To the layman, they are a mysterious brotherhood of profound if uncertain influence, a secret society purported in some popular histories to have its roots in the fabled order of the Knights Templar, or in the mysteries of the Egyptian pyramids. They evoke fears of world domination by a select few who enjoy privileged access to wealth and the levers of power. The secrecy of their rites suggests the taint of sacrilege, and their hidden loyalties are sometimes accused of undermining the workings of justice and the integrity of nations. Chapters here include:
The Masons
Heretics
Grand Lodge
The Pope’s Bull
Germany and France
English Grand Lodge
Troubles and Scandals
The American Revolution
The French Revolution
Modern Freemasonry in Britain
Modern Freemasonry in the United States
Are the Freemasons a Menace
And much more!
Though not a mason himself, Jasper Ridley nonetheless refutes many of the outrageous allegations made against Freemasonry, while at the same time acknowledging the masons’ shortcomings: their clannishness, misogyny, obsession with secrecy, and devotion to arcane ritual.
In this much-needed reassessment first published in 1999 and reprinted in 2011, he offers a substantial work of history that sifts the truth from the myth as it traces Freemasonry from its origins to the present day.

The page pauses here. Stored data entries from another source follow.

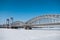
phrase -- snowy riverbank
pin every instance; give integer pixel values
(16, 34)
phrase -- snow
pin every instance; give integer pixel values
(17, 34)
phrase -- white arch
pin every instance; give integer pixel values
(43, 16)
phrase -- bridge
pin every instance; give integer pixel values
(51, 20)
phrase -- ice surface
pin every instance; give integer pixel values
(16, 34)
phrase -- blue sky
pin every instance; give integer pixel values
(24, 10)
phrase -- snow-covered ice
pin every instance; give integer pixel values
(16, 34)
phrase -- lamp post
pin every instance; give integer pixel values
(11, 21)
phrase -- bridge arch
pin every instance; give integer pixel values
(50, 16)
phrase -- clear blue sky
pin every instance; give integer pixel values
(24, 10)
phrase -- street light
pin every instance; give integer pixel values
(7, 23)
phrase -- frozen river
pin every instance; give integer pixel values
(17, 34)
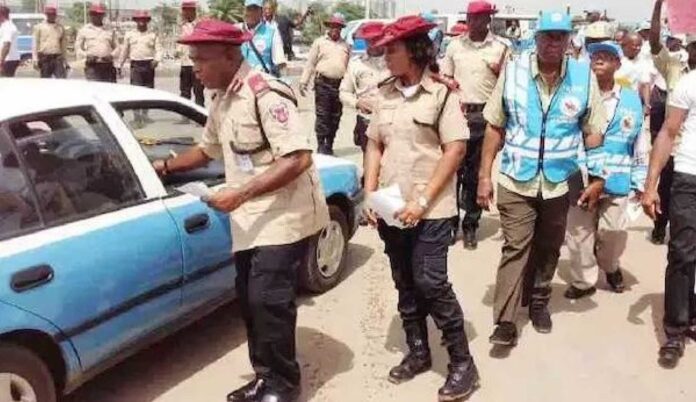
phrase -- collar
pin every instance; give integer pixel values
(535, 67)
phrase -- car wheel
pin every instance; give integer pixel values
(326, 256)
(24, 377)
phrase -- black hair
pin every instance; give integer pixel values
(422, 52)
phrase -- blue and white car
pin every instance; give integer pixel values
(98, 256)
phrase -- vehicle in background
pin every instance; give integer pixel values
(25, 23)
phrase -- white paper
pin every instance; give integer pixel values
(385, 203)
(196, 189)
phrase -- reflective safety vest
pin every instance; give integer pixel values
(547, 142)
(624, 171)
(263, 41)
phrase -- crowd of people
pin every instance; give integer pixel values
(570, 122)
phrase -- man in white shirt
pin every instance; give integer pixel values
(680, 312)
(9, 56)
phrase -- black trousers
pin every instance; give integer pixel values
(359, 133)
(143, 73)
(680, 302)
(98, 71)
(658, 104)
(188, 82)
(267, 287)
(467, 175)
(9, 68)
(418, 259)
(52, 65)
(329, 110)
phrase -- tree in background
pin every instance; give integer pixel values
(227, 10)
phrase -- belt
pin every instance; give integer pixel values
(473, 107)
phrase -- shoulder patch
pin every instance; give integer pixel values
(258, 84)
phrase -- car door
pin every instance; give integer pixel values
(99, 257)
(165, 129)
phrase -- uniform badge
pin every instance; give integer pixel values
(280, 112)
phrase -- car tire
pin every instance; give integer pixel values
(327, 254)
(28, 376)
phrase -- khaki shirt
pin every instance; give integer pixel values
(469, 63)
(284, 216)
(94, 41)
(328, 58)
(183, 50)
(49, 39)
(412, 131)
(593, 122)
(360, 82)
(139, 46)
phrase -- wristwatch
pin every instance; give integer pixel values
(423, 202)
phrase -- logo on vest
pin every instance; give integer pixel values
(570, 106)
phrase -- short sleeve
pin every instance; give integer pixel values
(452, 125)
(282, 124)
(494, 112)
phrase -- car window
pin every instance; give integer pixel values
(18, 211)
(75, 166)
(165, 130)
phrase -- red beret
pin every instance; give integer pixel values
(370, 30)
(405, 27)
(141, 15)
(216, 31)
(458, 29)
(97, 8)
(481, 7)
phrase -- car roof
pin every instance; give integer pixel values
(23, 96)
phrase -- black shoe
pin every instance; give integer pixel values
(615, 281)
(248, 393)
(462, 380)
(541, 318)
(574, 293)
(470, 240)
(505, 334)
(657, 236)
(671, 352)
(271, 395)
(415, 362)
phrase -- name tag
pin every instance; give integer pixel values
(244, 163)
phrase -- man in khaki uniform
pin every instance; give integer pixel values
(328, 57)
(359, 87)
(188, 82)
(50, 43)
(474, 61)
(273, 196)
(539, 133)
(96, 44)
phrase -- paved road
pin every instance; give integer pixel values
(601, 349)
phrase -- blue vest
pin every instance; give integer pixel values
(263, 40)
(543, 142)
(624, 171)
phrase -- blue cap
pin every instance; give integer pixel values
(555, 21)
(250, 3)
(607, 46)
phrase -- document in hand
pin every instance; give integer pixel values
(682, 16)
(385, 203)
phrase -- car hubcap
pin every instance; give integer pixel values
(14, 388)
(330, 249)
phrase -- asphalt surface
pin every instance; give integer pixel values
(602, 348)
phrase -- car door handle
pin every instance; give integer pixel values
(31, 277)
(196, 223)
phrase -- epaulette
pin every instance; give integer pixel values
(386, 81)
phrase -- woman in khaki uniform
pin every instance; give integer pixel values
(416, 140)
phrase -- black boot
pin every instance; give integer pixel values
(248, 393)
(417, 360)
(462, 380)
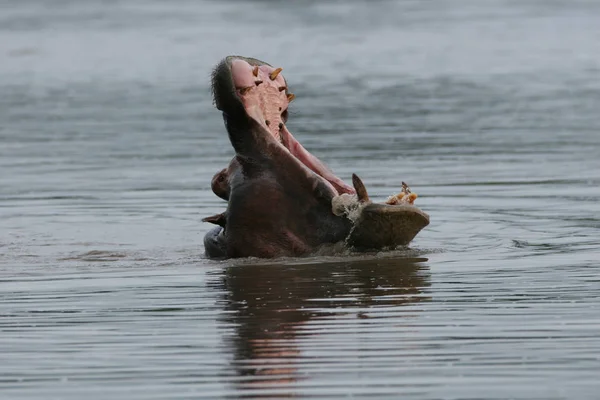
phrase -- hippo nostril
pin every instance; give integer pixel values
(273, 75)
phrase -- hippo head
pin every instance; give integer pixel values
(282, 199)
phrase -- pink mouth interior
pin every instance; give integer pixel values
(265, 100)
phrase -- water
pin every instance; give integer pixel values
(489, 110)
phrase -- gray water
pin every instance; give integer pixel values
(108, 141)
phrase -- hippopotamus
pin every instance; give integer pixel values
(281, 199)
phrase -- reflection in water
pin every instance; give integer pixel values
(269, 303)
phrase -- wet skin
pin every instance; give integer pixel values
(279, 195)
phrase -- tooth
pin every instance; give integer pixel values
(361, 190)
(274, 74)
(219, 219)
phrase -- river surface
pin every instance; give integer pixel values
(490, 110)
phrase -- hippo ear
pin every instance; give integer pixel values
(361, 190)
(218, 219)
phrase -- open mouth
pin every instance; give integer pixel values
(281, 199)
(263, 93)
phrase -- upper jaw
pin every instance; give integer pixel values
(260, 92)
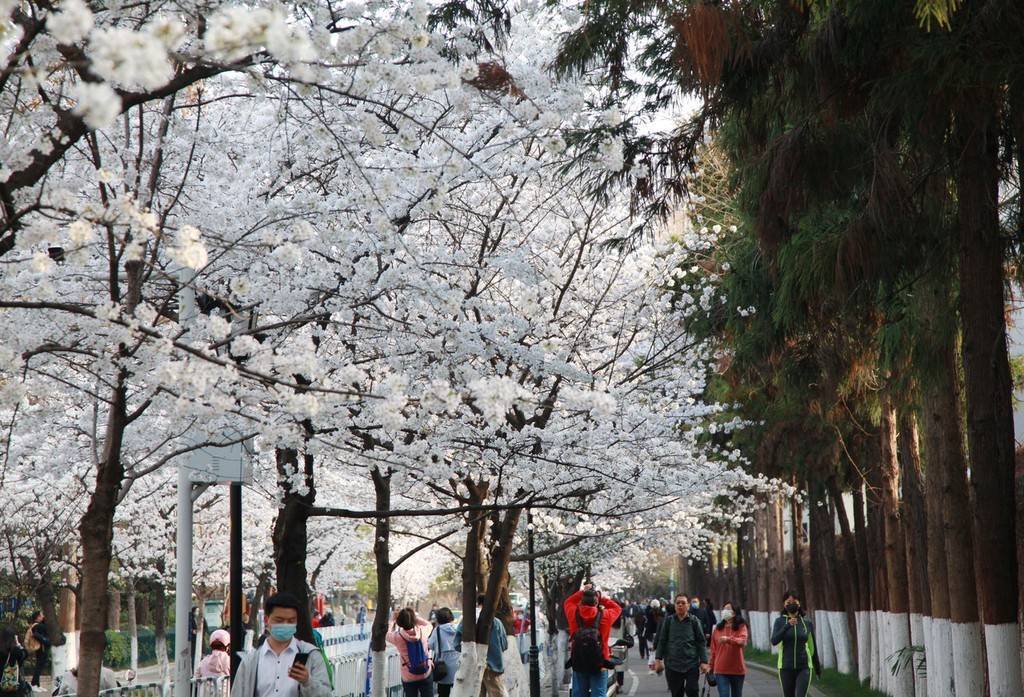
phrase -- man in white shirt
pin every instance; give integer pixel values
(272, 669)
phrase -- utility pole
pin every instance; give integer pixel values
(535, 664)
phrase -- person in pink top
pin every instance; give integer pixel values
(410, 635)
(219, 660)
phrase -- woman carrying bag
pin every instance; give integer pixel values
(794, 634)
(12, 656)
(441, 648)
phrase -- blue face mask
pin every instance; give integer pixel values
(283, 633)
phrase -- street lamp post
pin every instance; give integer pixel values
(535, 665)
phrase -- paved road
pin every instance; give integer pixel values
(639, 683)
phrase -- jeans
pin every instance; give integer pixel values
(590, 684)
(681, 684)
(730, 686)
(40, 665)
(420, 688)
(795, 682)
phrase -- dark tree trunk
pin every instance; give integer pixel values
(290, 532)
(915, 518)
(96, 530)
(988, 386)
(382, 537)
(863, 546)
(895, 545)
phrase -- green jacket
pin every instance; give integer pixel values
(681, 643)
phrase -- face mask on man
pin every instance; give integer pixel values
(283, 633)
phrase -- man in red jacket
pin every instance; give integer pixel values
(590, 616)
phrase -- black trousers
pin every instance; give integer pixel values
(40, 664)
(795, 683)
(683, 684)
(420, 688)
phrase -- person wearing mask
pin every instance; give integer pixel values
(38, 642)
(498, 642)
(219, 661)
(283, 665)
(727, 643)
(411, 637)
(794, 634)
(681, 650)
(590, 616)
(706, 616)
(12, 655)
(443, 651)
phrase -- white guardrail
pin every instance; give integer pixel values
(347, 648)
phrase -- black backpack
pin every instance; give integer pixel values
(587, 653)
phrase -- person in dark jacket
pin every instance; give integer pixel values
(681, 650)
(12, 656)
(42, 653)
(794, 634)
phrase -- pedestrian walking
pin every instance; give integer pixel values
(498, 643)
(12, 654)
(37, 641)
(706, 616)
(283, 665)
(655, 615)
(219, 661)
(411, 636)
(727, 643)
(443, 651)
(681, 650)
(590, 616)
(794, 634)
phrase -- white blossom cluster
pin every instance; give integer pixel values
(390, 271)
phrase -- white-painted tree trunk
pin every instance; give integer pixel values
(772, 616)
(842, 641)
(863, 645)
(968, 659)
(516, 678)
(920, 637)
(378, 673)
(561, 655)
(1003, 648)
(940, 660)
(876, 650)
(899, 632)
(826, 650)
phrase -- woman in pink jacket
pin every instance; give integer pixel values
(219, 660)
(410, 635)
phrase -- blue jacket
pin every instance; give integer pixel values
(442, 647)
(497, 644)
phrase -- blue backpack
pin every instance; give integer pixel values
(419, 662)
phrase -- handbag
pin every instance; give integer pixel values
(440, 667)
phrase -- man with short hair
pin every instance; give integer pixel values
(283, 666)
(498, 642)
(590, 617)
(681, 650)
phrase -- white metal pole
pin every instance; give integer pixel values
(182, 586)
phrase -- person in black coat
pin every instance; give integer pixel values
(42, 653)
(11, 652)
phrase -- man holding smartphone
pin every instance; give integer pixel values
(283, 666)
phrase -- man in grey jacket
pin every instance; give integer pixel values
(283, 666)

About the author: Jasper Ridley (1920-2004) was a British writer known for historical biographies. He received the 1970 James Tait Black Memorial Prize for his biography Lord Palmerston. Ridley was educated at Magdalen College, Oxford and the Sorbonne. He trained and practiced as a barrister before beginning his career as a writer. He was a conscientious objector during WWII, served on St Pancras Borough Council between 1945 and 1949, and stood as Labour Party candidate for Winchester in 1955. He was the author of around 20 biographies and general historical works, with subjects as diverse as Henry VIII, Thomas Cranmer, Mussolini, and Tito. His work has been described by Isabel Quigley as 'the non-fiction equivalent of the upper-middlebrow novel – intelligent, accessible, not too demanding'. Ridley was master of the Carpenters Company, a vice-president of English PEN (Poets, Playwrights, Editors, Essayists and Novelists), and a keen walker.
His last work, The Freemasons (2011) posted here, was highly acclaimed.